The future of the Royal Air Force’s tactical aircraft fleet has been a particularly hot topic in the days preceding the release of the Defence Command Paper. In particular, the relationship of the Tempest Future Air Combat System program with the F-35 program has been subject to much speculation, with the rumor mill suggesting that further F-35B procurement beyond the 48 currently on order would be significantly curtailed or outright abandoned in favor of Tempest.
While the Command Paper released yesterday was light on details for future F-35B procurement, it did confirm that more F-35Bs will be ordered as the RAF seeks to grow its Combat Air capabilities over the years to come, “increasing the fleet size beyond the 48 aircraft that we have already ordered”. The F-35Bs will be joined by the full establishment of the seven operational Typhoon squadrons, making for a “formidable capability” according to the Ministry of Defence.
The two aircraft fleets will be continually upgraded to ensure their relevance on the battlefield as well. The RAF will be adopting a spiral development model for Typhoon capability upgrades, with investments in SPEAR 3 and the Radar 2 AESA among the current priorities. Similarly, more UK-made weapons will be integrated onto F-35, with continued investments to ensure that the RAF F-35B fleet will be kept up to date with those of other operators.
However, the RAF’s Tranche 1 Typhoons are to be retired by 2025, with the rationale given that it has “increasingly limited utility in the digital and future operating environment”. Also to be retired in the name of improved efficiency is the Hawk T1 trainer jet, with the introduction of a new military flying training system that will hopefully deliver “more capable pilots more quickly and more efficiently” through investments in synthetic training.

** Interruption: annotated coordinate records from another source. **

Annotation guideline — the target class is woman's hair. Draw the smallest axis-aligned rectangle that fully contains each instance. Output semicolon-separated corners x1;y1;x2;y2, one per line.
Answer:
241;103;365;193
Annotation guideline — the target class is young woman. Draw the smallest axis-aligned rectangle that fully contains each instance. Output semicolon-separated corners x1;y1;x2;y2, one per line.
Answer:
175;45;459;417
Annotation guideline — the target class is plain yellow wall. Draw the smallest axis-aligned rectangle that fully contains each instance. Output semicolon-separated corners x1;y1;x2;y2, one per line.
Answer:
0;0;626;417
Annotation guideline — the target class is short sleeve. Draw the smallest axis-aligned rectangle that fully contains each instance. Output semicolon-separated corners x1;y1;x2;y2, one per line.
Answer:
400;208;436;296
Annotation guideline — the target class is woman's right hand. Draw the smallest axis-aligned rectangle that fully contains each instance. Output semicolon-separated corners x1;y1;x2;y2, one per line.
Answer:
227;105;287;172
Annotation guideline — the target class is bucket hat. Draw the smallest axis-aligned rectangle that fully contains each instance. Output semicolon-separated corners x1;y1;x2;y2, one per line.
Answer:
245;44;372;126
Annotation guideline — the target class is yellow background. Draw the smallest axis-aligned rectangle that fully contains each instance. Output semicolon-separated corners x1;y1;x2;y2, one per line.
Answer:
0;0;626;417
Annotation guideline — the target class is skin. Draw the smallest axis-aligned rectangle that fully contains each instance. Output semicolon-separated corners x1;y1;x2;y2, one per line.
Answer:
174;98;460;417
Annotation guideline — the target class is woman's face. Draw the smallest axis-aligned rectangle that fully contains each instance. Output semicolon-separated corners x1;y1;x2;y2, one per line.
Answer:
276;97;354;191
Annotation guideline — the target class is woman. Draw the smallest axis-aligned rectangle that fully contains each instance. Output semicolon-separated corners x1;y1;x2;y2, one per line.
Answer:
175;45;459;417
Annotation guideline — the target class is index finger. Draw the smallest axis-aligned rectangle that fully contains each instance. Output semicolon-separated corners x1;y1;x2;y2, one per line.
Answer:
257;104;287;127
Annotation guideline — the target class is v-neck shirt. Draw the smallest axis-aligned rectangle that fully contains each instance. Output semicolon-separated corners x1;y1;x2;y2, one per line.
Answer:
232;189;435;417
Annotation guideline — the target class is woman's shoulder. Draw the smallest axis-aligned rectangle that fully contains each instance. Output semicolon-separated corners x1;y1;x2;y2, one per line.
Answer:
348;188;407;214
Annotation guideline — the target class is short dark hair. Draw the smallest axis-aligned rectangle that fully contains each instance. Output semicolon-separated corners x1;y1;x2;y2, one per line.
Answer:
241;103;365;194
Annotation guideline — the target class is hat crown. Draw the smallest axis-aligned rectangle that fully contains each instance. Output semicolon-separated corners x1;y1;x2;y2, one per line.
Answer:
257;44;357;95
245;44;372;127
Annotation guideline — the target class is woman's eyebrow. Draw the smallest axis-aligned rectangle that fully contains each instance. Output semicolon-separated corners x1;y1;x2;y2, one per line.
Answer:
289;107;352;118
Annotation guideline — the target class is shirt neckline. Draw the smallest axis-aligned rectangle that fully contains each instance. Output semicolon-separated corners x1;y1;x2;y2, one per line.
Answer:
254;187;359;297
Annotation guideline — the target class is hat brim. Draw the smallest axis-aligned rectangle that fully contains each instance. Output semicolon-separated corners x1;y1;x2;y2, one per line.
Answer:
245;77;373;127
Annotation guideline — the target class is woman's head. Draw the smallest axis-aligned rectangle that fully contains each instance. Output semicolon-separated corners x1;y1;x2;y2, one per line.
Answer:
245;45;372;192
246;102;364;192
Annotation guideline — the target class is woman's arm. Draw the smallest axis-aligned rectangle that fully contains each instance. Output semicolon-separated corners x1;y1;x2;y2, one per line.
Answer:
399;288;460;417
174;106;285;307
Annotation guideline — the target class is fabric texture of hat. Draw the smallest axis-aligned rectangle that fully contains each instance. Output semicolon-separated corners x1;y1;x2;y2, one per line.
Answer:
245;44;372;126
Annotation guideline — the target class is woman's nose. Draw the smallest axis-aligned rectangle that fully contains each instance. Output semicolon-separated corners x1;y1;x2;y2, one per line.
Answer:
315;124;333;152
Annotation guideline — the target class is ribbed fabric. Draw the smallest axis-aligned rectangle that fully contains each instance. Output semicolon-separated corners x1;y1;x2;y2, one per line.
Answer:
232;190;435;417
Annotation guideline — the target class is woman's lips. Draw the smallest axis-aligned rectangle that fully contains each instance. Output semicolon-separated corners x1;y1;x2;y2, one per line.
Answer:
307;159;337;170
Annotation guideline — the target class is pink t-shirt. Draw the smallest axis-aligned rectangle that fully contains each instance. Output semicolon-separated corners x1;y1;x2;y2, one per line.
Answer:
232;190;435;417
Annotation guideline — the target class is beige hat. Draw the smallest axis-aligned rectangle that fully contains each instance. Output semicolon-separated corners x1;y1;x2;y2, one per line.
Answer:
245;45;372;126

The 48 F-35B figure had become a sticking point for discussions prior to the release of the Command Paper. Previous Ministry of Defence planning had called for the Queen Elizabeth-class carriers to be equipped with two squadrons of 12 F-35Bs each when deployed, with an ability to surge to three squadrons for a total of 36 embarked aircraft. The current order of 48 is seen to leave little margin for spare aircraft, be it for maintenance downtime or attrition replacements, and even then would mean that the near-entirety of the RAF’s F-35 fleet would be dedicated to Carrier Strike. While the signing of a trilateral agreement between the UK, Japan and the US during WESTLANT 19 hints at cross-decking of USMC, RAF and JASDF F-35Bs in the future, those plans are still a long way from being realized.
The Command Paper also reaffirmed the UK’s commitment to investing over £2 billion in its Future Combat Air System program over the next four years. Interestingly, the paper chose to highlight the program’s “innovative mix of crewed, uncrewed and autonomous platforms including swarming drones”, as opposed to how the Tempest crewed aircraft headlined previous discussions of the program.